A l'aune d'une société glorifiant le narcissisme virtuel et le filmage compulsif de l'intimité de tout un chacun il serait bon de revenir sur le Walden de Jonas Mekas. Tourné à la fin des années 60 ce journal de bord équivaut à un magnifique home-movie de près de trois heures, dans lequel Mekas confond sa vie et son métier de cinéaste ; il y présente des scènes de famille directement inspirées des prodromes du Septième Art : déjeuner, promenades, batailles de boules de neige... Dédié aux Lumière et à leurs vues cinématographiques originelles Walden réinvente les moments de vie voués à être imprimés sur la pellicule. Mekas célèbre son quotidien et les petits riens a priori anodins et/ou sans intérêts pour Autrui, prouvant que n'importe quel sujet peut être un bon sujet devant la caméra...
Avec une urgence et une boulimie filmique proprement bouleversantes Jonas Mekas décline son journal cinématographique sous la forme de six bobines granuleuses à la matière fortement prégnante. Inlassable, inclassable, à prendre ou à laisser Walden semble redéfinir l'autarcie sociétale développée par Thoreau dans son Oeuvre éponyme, en s'inscrivant naturellement et culturellement dans un cadre le plus souvent urbain. Telle pourrait être la philosophie du chef d'oeuvre de Mekas : se retrancher des récits mainstream du cinéma traditionnel et plus encore des majors hollywoodiennes, pour mieux évoluer en vase clos parmi les siens, malgré la ville et ses sempiternelles agitations...

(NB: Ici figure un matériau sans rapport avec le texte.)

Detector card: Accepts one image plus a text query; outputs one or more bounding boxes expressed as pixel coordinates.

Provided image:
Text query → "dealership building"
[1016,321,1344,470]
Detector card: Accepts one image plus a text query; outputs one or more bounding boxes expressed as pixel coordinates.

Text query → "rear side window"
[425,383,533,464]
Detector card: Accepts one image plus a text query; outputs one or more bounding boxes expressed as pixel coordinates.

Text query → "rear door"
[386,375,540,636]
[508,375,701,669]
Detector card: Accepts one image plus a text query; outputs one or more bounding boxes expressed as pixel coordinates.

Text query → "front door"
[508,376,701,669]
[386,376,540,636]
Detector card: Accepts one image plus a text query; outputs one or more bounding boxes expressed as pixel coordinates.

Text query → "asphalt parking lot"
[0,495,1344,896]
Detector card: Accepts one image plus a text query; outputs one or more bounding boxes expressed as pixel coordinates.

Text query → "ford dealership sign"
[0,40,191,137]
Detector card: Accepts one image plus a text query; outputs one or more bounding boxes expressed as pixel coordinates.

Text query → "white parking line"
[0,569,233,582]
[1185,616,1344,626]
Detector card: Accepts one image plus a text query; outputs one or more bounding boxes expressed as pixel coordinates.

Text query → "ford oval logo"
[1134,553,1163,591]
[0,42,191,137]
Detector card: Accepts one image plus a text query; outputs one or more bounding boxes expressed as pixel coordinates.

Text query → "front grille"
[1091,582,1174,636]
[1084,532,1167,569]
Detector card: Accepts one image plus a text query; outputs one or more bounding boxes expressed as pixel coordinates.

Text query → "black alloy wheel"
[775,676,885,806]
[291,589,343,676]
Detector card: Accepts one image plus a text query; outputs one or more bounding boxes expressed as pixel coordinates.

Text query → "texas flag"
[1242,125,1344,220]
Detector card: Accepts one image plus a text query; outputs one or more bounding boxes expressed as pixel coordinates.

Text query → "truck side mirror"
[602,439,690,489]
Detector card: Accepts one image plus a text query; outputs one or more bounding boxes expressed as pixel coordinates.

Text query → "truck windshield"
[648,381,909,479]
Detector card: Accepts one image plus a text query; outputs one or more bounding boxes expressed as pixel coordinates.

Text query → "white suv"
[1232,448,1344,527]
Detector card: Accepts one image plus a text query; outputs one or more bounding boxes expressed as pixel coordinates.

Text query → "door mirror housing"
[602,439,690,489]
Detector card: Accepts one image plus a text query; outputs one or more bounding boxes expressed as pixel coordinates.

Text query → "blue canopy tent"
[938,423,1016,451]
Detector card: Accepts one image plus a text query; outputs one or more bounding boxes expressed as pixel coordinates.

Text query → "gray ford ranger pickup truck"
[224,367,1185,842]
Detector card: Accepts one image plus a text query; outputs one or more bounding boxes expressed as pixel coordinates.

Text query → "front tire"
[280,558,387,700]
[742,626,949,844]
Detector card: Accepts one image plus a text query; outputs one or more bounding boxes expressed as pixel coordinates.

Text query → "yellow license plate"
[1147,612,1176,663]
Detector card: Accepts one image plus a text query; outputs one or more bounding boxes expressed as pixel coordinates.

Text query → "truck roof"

Mekas montre énormément sa capacité à poétiser le réel, avec une science du montage d'attraction proche de certains travaux expérimentaux de la scène new-yorkaise contemporaine ; Stan Brakhage, Tony Conrad ou encore Andy Warhol sont d'ailleurs de certains plans dudit Walden... Film-monstre, immense et salutaire ce home-movie épique et authentique est une Oeuvre unique, essentielle pour qui souhaiterait découvrir le cinéma de Jonas Mekas. Une merveille.